Topic: Measurement Based Appearance Modelling

This tutorial will cover measurement based appearance modelling for graphics and vision, with a focus on acquisition of facial and material appearance including shape and reflectance properties. The tutorial will first introduce fundamentals such as the BRDF and the BSSRDF and physically based surface and subsurface scattering models. Building upon these, the tutorial will present various techniques for acquisition of facial geometry and reflectance including state of the art techniques employed for high quality facial acquisition for visual effects and games. Central to these acquisition techniques will be measurements under various types of controlled illumination. Specifically, we will cover practical ways of measuring layered skin reflectance including surface and subsurface scattering using a small set of measurements as well as state of the art techniques for multi-view facial geometry and reflectance acquisition with polarized spherical gradient illumination. The tutorial will also cover a recent technique for measuring skin micro-geometry at the resolution of a few microns for very high resolution (16K) rendering of skin for increased realism.

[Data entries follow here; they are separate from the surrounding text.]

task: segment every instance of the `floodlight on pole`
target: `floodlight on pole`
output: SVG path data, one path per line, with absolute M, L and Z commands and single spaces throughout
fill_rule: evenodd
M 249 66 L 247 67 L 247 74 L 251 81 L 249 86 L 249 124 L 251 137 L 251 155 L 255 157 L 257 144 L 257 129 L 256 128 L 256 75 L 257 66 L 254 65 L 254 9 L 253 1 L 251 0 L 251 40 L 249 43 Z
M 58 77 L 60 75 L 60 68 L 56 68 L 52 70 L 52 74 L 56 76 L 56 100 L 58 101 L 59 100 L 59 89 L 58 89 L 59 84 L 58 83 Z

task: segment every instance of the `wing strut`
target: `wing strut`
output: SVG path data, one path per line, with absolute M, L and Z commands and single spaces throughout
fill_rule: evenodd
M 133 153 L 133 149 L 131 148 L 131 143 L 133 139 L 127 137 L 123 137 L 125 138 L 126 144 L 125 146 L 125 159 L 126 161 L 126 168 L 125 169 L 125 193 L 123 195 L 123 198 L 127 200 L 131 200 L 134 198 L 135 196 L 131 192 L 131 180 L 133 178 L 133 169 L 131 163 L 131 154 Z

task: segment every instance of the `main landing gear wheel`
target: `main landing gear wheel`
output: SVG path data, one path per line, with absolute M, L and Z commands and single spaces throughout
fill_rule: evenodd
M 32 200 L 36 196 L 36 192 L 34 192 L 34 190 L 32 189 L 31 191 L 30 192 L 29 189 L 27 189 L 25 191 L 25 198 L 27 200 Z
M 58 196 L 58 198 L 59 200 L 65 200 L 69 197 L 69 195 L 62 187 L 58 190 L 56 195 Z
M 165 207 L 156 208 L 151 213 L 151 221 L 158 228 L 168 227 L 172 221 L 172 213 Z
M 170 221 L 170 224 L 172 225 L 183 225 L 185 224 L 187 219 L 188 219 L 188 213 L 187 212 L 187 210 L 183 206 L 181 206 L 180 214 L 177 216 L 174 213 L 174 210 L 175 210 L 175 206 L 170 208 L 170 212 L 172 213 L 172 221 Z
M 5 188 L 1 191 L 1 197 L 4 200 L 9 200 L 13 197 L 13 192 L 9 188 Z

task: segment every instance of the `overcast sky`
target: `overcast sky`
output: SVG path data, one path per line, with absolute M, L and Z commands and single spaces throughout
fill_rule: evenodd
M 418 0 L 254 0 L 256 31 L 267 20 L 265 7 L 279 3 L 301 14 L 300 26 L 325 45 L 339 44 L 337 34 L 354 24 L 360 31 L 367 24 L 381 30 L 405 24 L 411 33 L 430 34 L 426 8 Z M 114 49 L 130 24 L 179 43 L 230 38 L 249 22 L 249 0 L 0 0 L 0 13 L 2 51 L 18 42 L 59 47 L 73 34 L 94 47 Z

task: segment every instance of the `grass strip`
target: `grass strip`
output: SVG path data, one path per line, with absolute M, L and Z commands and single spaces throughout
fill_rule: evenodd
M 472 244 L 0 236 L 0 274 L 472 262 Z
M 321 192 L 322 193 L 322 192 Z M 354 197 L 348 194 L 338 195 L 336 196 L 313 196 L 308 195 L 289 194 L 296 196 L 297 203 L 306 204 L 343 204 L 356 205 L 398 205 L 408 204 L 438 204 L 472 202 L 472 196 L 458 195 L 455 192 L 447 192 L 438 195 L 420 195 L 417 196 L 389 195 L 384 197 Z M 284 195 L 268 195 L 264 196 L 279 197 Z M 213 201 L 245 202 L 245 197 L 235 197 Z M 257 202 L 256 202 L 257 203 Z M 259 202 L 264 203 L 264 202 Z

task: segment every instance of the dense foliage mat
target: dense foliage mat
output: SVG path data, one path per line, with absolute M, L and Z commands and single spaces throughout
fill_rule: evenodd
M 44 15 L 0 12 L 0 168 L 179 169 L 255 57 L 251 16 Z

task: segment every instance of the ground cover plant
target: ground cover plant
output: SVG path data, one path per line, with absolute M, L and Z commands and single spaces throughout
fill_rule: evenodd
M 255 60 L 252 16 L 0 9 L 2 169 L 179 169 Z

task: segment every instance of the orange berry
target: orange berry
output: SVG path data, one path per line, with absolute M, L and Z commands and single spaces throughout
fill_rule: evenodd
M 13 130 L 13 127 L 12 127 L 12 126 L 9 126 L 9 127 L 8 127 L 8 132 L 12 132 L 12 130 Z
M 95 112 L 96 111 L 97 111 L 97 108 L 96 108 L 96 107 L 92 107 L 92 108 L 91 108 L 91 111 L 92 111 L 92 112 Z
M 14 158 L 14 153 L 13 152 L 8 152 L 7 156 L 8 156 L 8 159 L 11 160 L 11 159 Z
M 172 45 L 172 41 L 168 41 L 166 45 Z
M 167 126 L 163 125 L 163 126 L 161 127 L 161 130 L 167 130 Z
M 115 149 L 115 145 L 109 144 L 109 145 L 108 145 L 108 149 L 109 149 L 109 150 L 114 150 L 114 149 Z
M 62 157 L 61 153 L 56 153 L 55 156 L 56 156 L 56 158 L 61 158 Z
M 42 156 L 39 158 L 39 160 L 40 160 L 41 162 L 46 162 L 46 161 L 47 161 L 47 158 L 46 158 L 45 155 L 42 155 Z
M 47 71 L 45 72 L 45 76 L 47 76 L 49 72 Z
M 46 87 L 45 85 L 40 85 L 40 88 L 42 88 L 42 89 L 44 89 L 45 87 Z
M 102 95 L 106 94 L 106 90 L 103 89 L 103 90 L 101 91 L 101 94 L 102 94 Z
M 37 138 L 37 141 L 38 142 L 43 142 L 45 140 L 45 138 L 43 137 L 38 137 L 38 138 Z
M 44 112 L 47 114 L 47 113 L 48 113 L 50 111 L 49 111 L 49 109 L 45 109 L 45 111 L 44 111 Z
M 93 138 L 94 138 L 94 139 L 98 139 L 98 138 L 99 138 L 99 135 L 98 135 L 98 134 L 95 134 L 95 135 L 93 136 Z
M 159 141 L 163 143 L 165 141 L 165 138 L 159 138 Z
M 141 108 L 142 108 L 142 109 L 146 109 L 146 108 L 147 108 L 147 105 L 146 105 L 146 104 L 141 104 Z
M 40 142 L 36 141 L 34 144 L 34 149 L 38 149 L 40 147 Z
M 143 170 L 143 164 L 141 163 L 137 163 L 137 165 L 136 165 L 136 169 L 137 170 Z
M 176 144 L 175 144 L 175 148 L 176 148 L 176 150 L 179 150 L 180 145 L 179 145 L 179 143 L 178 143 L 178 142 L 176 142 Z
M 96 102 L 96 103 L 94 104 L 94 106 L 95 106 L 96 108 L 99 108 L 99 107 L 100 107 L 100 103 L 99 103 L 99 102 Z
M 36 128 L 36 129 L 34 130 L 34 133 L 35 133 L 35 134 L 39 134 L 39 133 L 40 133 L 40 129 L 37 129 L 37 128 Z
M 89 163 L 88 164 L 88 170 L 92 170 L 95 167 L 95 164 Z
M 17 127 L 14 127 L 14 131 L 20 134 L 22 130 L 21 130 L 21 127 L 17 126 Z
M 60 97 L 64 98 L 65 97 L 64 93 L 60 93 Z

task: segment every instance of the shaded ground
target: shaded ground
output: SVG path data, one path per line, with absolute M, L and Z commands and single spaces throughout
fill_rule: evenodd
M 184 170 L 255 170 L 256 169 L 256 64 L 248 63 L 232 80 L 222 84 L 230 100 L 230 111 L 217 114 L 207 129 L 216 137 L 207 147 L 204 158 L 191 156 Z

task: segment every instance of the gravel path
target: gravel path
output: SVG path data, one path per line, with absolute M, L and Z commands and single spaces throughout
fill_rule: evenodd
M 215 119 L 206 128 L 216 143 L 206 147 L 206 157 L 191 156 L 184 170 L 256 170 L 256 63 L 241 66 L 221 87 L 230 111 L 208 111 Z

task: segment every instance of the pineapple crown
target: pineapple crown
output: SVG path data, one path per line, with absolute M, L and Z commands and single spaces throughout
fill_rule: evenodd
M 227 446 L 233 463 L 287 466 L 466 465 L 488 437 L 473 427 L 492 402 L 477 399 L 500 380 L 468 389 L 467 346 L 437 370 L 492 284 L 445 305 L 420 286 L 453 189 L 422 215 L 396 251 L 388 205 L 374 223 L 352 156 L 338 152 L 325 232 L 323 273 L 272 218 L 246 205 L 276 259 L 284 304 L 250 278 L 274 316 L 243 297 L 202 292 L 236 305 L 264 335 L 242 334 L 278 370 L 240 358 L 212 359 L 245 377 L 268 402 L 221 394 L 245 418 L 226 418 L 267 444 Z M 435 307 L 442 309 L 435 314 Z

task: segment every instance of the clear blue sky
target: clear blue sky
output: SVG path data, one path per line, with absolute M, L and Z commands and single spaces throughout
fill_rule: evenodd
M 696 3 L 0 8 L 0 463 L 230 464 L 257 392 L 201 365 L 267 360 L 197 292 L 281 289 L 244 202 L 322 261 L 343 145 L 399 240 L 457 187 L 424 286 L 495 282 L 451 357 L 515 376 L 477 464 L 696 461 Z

The second half of the tutorial will focus on measurement and modelling of material reflectance properties. Here, the discussion will be restricted to BRDFs and spatially varying BRDFs for representing material appearance. Once again, controlled illumination techniques using various lighting setups will be presented for estimation of spatially varying diffuse and specular reflectance properties including albedo, surface normals, specular roughness and in some cases anisotropy. The tutorial will conclude with discussion of some recent advances in material appearance acquisition using commodity hardware such as LCD screens and mobile devices.


Dr Abhijeet Ghosh is currently a Senior Lecturer in the Department of Computing at Imperial College London. His main research interests are in appearance modelling, realistic rendering, and computational photography. Previously, he was a senior researcher and research assistant professor at the University of Southern California Institute for Creative Technologies where he worked on Light Stage based acquisition. Abhijeet received his PhD in computer science from the University of British Columbia. His doctoral dissertation, "Realistic Materials and Illumination Environments", received an Alain Fournier Award and his doctoral work on BRDF acquisition received a Marr Prize Honorable Mention (ICCV 2007). He currently holds a Royal Society Wolfson Research Merit Award and an EPSRC Early Career fellowship at Imperial College London.